Emissioni più alte ma inquinamento più basso in Italia
Allontanare i giacimento verso Paesi remoti non riduce l’inquinamento: lo fa crescere, però lo sposta lontano da casa nostra.
Più petroliere in evoluzione davanti alle nostre belle spiagge e più metanodotti come quello contestato in Puglia.
Per importare il gas dall’estero è necessario bruciarne una percentuale importante per poterlo comprimere e trasportare, con il conseguente aumento delle emissioni del 25% circa rispetto al gas prodotto in Italia.
Tuttavia l’allotanamento dagli impianti dagli occhi dei concittadini (ed elettori) potrebbe ridurre i rischi di contaminazione e di sicuro riduce l’attenzione dei comitati nimby di opposizione locale.

Finora canoni bassi e royalty alte
Questo il criterio seguito finora in Italia. Le risorse del sottosuolo (metano, anidride carbonica, metalli, minerali e così via) appartengono alla collettività dei cittadini, ma lo Stato non le sfrutta e lascia che siano investitori privati a cercare al posto suo le risorse del sottosuolo. Solamente se e quando questi beni saranno effettivamente individuati ed estratti, a quel punto lo Stato si rivale su quelle risorse e ne chiede una parte cospicua del valore, in genere fra il 7 e il 10%.
I canoni bassi sono un incentivo a cercare risorse minerarie e a metterle a disposizione dello Stato e dei cittadini, e uno stimolo a utilizzare anche i giacimenti minori.

Rimarrebbero le multinazionali, esclusi i piccoli
La conseguenza dell’inasprimento dei canoni di concessione è una minore appetibilità dei giacimenti nazionali di dimensioni minori e una minore accessibilità delle società minori alle risorse. In altre parole, solamente le “major” riuscirebbero ad affrontare l’investimento, e solamente per i giacimenti più vasti. L’aumento dei canoni però bilancerebbe il calo nel loro numero.

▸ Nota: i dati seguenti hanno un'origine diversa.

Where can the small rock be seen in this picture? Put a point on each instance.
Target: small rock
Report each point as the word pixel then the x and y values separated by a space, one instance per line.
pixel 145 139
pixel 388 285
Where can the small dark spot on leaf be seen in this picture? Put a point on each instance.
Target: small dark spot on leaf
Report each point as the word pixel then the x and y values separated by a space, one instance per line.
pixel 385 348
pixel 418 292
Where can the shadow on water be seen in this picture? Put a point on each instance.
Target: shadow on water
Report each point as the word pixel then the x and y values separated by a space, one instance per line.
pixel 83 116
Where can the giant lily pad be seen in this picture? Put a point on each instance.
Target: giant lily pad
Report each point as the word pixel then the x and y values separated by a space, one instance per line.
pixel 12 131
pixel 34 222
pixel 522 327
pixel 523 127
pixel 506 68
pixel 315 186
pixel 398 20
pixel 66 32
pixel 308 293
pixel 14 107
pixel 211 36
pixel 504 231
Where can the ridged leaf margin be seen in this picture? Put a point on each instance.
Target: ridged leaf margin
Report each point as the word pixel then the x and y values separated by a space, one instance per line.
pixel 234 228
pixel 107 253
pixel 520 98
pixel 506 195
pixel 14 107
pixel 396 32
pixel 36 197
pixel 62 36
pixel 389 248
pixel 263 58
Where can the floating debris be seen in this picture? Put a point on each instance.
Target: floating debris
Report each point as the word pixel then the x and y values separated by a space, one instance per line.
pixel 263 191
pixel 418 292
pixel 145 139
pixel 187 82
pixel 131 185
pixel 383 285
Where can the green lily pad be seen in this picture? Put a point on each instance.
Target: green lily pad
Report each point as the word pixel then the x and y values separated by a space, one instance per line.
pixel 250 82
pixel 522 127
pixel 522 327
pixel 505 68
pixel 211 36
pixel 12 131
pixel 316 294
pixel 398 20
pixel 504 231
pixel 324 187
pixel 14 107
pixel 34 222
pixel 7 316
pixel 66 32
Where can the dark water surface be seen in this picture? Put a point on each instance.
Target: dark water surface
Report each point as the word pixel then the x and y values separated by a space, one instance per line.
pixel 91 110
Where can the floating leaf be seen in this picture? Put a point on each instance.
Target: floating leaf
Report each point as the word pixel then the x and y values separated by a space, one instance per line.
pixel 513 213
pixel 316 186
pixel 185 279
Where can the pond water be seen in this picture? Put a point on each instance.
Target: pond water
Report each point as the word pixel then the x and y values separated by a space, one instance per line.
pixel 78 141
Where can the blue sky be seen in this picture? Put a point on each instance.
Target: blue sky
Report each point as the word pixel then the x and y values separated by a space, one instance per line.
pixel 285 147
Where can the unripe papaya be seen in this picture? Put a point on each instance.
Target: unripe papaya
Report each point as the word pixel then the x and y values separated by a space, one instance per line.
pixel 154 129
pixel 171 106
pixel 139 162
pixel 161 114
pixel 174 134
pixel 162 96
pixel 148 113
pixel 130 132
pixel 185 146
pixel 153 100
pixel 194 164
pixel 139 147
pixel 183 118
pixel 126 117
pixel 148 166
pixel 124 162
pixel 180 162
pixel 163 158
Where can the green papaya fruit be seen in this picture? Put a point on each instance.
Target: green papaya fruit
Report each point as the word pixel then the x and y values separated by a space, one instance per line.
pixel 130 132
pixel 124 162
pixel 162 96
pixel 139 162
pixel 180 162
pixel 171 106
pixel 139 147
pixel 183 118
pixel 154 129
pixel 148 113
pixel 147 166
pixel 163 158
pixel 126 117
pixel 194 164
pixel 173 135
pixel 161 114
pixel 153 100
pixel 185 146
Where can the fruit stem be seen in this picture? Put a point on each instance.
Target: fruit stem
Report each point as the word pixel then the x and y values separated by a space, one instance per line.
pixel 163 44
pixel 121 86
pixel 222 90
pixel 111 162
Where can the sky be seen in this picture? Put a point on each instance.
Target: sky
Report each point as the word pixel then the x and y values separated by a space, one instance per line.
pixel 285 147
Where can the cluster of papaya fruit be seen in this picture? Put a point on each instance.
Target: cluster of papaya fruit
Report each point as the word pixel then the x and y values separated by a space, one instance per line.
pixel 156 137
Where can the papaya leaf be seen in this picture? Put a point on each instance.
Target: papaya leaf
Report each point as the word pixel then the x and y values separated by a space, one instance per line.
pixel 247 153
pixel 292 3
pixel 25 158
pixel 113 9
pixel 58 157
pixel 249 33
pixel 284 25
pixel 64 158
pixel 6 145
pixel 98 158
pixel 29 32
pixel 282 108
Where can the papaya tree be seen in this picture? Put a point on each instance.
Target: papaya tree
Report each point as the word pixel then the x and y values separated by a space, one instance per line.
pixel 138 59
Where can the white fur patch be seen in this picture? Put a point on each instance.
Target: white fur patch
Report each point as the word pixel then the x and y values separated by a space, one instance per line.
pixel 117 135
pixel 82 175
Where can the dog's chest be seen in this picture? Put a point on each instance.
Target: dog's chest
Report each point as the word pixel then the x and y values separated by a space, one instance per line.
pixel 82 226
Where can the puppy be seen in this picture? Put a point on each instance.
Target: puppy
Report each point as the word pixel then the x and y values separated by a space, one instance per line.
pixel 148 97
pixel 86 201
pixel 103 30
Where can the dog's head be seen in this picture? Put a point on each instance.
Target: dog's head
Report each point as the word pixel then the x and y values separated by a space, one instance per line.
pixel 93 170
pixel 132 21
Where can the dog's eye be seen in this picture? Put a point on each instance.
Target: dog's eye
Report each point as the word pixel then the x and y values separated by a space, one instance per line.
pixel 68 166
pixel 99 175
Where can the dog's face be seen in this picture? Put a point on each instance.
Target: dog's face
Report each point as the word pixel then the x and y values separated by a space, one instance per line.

Il calo degli incassi dello Stato
Secondo stime dell’Assomineraria — quindi stime di parte — la moratoria nel solo caso dei permessi di ricerca, si stimano nei prossimi anni minori investimenti per oltre 400 milioni di euro e una diminuzione delle entrate per le casse dello Stato (tra tasse, contributi e royalty) per circa 110 milioni di euro per anno.
Pare che non accadrà, ma se i vincoli venissero applicati anche al caso di stop ai giacimenti nelle aree che il piano riterrà non idonee, verrebbero a mancare investimenti e spese di esercizio per circa 6 miliardi di euro e si registrerebbe una diminuzione delle entrate per le casse dello Stato per oltre 300 milioni per anno.

Il problema dei lavoratori
C’è un solido problema di gente che verrebbe licenziata in tronco, e sono soprattutto i dipendenti delle piccole compagnie che cercano i giacimenti per poi, dopo averli trovati, li cedono alle grandi compagnie con le spalle larghe per sostenere gli investimenti successivi.
Molto forte anche l’indotto, cioè le aziende di studio e ricerca, di analisi dei dati, di progettazione e ingegneria, di fornitura di tubi e valvolame, le società di fornitura del catering e dei servizi abitativi per il personale di cantiere o imbarcato sulle piattaforme, i battelli di servizio alle piattaforme, gli elicotteristi per il trasporto dei tecnici, i noleggi e così via. Un indotto stimato in più di 100mila persone.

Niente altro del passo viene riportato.